This seismic shift in Firefox’s under-the-hood functioning would render many of the current Firefox extensions useless, and the WebExtensions API is intended to make extensions function (better than ever) with a glossy new multiprocess Firefox. People are worried because many of the biggest extensions don’t receive updates any more and may not get the tweaks required to work with the new WebExtensions API which will be in full force by the end of the year.

So there may be a rough transitional period, during which you may find your favorite extensions not working. Mozilla has, however, given ample warning for this to happen, and there’s a whole system in use that has already started enabling the WebExtensions API for extensions that have notified themselves as compatible with it.

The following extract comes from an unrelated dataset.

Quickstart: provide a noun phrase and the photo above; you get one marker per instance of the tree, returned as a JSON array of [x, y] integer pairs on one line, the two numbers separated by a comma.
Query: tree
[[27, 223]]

Quite a few extensions are already compatible with it, and that number’s only going to increase.

For people who pretty much have their Firefox organized and set up just how they want it, such a big change may seem unwelcome, but in the long run it’s a long-overdue modernization of Firefox to bring it in line with its competitors.

Along with WebExtensions, Mozilla is also introducing improved sandboxing which will increase security by filtering the level of access web processes have to Firefox and your PC.

Big changes can be scary, and they can also be a bit rough as certain extensions may not be compatible straight away, but in the long run it’s probably for the best for a browser that’s fallen behind its competition in recent years.